Methods: For this purpose, nanocomposite films comprising propranolol HCl and different concentrations of HNTs were formulated using the “solution casting method”. The menthol in a concentration of 1% w/v was used as a permeation enhancer, and its effect on release and permeation was also determined. Quality characteristics of the nanocomposite were determined, and in vitro release and permeation studies were performed using the Franz diffusion system. The data was analyzed using various mathematical models and permeation parameters. Optimized formulation was also subjected to skin irritation test, FTIR, DSC, and SEM study. Systemic absorption and disposition of propranolol HCl from the nanocomposites were predicted using the GastroPlus TCAT® model.

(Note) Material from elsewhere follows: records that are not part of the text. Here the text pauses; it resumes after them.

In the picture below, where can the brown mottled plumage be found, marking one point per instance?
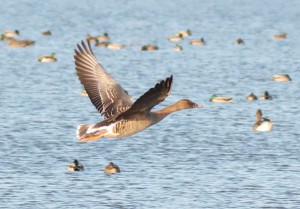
(122, 116)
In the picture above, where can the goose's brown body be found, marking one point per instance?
(122, 117)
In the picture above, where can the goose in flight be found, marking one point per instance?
(122, 117)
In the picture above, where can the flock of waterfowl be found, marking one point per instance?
(122, 116)
(111, 168)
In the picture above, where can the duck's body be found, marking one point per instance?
(111, 168)
(184, 33)
(75, 166)
(220, 99)
(177, 48)
(122, 117)
(19, 43)
(262, 124)
(149, 47)
(251, 97)
(281, 78)
(197, 42)
(266, 96)
(48, 58)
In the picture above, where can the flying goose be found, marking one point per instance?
(122, 117)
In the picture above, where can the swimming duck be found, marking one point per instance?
(111, 168)
(177, 48)
(19, 43)
(149, 47)
(47, 33)
(197, 42)
(176, 38)
(251, 97)
(75, 166)
(5, 38)
(220, 99)
(122, 117)
(280, 36)
(11, 33)
(239, 41)
(184, 32)
(48, 58)
(262, 124)
(266, 96)
(281, 78)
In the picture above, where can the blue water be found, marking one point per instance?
(200, 158)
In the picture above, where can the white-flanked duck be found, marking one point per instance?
(48, 58)
(251, 97)
(75, 166)
(262, 124)
(220, 99)
(122, 117)
(111, 168)
(266, 96)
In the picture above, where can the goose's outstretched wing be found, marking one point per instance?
(151, 98)
(105, 93)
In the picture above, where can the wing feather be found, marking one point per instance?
(105, 93)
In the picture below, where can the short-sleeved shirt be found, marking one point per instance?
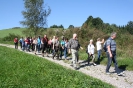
(99, 45)
(111, 42)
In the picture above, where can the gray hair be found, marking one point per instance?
(74, 34)
(113, 33)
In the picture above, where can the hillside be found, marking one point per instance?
(17, 31)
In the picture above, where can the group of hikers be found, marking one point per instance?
(64, 47)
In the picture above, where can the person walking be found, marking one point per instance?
(23, 44)
(35, 45)
(56, 48)
(50, 46)
(53, 45)
(73, 47)
(44, 45)
(62, 43)
(99, 49)
(20, 42)
(91, 50)
(111, 54)
(39, 44)
(16, 42)
(66, 48)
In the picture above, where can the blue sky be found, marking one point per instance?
(70, 12)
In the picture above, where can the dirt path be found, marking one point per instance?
(96, 72)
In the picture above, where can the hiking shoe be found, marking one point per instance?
(107, 73)
(75, 68)
(94, 64)
(120, 74)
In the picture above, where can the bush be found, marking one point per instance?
(10, 37)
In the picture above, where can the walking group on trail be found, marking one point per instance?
(58, 49)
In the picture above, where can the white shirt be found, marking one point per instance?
(91, 48)
(99, 45)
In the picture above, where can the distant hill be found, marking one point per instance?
(17, 31)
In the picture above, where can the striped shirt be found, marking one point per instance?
(73, 44)
(111, 42)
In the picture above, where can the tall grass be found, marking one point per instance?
(17, 31)
(21, 70)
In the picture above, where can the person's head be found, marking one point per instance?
(74, 36)
(57, 38)
(45, 36)
(63, 38)
(66, 39)
(98, 39)
(54, 37)
(113, 35)
(91, 41)
(39, 37)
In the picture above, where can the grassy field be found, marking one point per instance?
(20, 70)
(5, 32)
(125, 63)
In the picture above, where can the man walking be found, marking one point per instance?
(111, 54)
(74, 46)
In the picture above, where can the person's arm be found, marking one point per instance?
(69, 46)
(108, 48)
(102, 41)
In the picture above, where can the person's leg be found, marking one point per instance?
(74, 58)
(93, 58)
(65, 52)
(88, 60)
(99, 54)
(108, 63)
(43, 48)
(38, 48)
(61, 52)
(16, 45)
(115, 64)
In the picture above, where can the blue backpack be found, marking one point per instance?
(105, 45)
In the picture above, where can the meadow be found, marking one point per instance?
(5, 32)
(21, 70)
(124, 49)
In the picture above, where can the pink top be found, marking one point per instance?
(49, 42)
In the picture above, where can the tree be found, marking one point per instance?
(35, 15)
(129, 27)
(70, 27)
(61, 26)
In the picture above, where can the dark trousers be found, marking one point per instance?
(91, 56)
(21, 45)
(16, 45)
(49, 48)
(61, 51)
(110, 61)
(56, 52)
(44, 48)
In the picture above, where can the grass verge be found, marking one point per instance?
(21, 70)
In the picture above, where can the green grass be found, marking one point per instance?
(5, 32)
(125, 63)
(21, 70)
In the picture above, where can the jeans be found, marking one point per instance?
(99, 54)
(38, 47)
(65, 52)
(61, 51)
(74, 57)
(93, 58)
(16, 45)
(110, 61)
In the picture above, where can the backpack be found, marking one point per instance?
(105, 45)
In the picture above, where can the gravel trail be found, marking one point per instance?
(98, 71)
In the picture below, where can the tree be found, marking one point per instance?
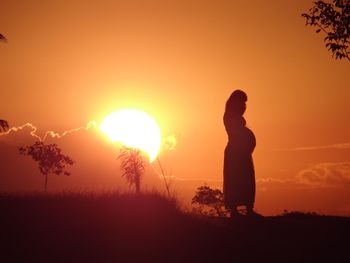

Results: The control in drug release rate was associated with the higher concentration of HNTs. F8 released 50% of propranolol within 8 hours (drug, HNTs ratio, 1:2). The optimized formulation (F6) with drug: HNTs (2:1), exhibited drug release 80% in 4 hours, with maximum flux of 145.812 μg/cm²hr. The optimized formulation was found to be a non-irritant for skin with a shelf life of 35.46 months (28– 30 ℃). The in silico model predicted C_max, T_max, AUC_t, and AUC_inf as 32.113 ng/mL, 16.58 h, 942.34 ng/mL×h, and 1102.9 ng/mL×h, respectively.
Conclusion: The study demonstrated that HNTs could be effectively used as rate controlling agent in matrix type transdermal formulations.